Cut red tape to prevent small business staying informal
Both the finance minister and the new minister for small business development have laid down a few cards before the public in support of small businesses and economic growth. We’re glad to see they’re tossing some of their chips in to help eradicate red tape.
The burden of red tape is, of course, felt disproportionately by small and medium enterprises (SMEs), so much so that the International Labour Organisation says the problem “can encourage businesses to remain informal and small to avoid compliance costs, which of course limits our ability to create the jobs we need”.
Given the latest unemployment statistics, minimising constraints for SMEs to employ people has become urgent. We need to find the will to do whatever it takes collectively to create the most conducive environment possible for SMEs. Eradicating red tape should be the highest priority — for every minister in SA. Small businesses make up 98.5% of the formal economy across all sectors, yet are able — or willing — to create only 28% of formal jobs.

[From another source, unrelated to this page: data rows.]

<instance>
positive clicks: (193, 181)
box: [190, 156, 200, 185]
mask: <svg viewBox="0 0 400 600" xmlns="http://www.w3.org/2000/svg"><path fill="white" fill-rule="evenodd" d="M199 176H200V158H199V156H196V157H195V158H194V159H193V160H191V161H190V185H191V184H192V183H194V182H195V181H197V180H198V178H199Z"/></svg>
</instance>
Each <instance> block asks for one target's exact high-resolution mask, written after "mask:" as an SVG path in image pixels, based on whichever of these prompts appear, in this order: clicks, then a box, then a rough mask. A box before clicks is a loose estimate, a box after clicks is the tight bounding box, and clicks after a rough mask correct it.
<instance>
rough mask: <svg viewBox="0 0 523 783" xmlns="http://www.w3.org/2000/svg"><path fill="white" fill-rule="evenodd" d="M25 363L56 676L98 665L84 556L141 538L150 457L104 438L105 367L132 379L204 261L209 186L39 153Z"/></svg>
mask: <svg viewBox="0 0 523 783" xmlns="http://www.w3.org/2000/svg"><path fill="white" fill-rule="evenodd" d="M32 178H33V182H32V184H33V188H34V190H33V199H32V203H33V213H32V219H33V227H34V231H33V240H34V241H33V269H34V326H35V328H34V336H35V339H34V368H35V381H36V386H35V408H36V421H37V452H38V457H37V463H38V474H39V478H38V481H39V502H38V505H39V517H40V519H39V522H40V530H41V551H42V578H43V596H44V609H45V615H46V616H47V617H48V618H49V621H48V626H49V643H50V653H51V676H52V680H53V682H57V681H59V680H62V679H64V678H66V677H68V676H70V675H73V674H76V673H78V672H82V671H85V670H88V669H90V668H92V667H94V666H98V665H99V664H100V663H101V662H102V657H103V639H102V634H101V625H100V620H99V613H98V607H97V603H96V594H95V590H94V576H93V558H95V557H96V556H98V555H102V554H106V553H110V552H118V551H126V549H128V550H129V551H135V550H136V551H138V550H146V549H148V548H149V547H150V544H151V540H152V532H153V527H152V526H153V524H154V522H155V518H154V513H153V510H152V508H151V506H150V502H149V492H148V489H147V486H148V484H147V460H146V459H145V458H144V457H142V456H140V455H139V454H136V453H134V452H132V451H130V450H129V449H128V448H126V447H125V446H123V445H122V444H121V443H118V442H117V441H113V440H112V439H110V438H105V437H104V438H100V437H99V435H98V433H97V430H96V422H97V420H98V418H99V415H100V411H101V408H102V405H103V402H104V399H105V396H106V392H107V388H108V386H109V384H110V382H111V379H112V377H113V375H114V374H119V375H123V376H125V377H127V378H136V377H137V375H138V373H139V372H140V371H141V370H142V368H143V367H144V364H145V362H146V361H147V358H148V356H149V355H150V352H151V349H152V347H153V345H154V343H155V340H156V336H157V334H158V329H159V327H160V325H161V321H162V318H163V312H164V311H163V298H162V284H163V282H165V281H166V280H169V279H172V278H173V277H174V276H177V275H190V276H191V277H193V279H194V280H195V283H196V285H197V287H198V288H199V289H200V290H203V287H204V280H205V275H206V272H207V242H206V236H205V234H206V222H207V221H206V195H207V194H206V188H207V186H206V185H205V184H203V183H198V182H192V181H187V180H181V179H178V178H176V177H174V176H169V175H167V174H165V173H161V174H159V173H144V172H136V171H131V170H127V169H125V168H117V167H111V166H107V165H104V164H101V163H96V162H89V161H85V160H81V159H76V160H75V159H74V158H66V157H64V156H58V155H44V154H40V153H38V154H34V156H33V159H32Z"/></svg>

It won’t be difficult to focus the minds of the cabinet. Small business development minister Khumbudzo Ntshavheni merely has to gazette section 18 of the National Small Business Act to require each minister to conduct regulatory assessments of every policy, law or regulation issued. The impact on small businesses would have to be considered so that they could be offered relief, or considered for specific special treatment if necessary. Finance minister Tito Mboweni has suggested this, and raised the idea that we revisit the Regulatory Impact Assessment Act, which would result in 25% of regulations being scrapped over the next five years.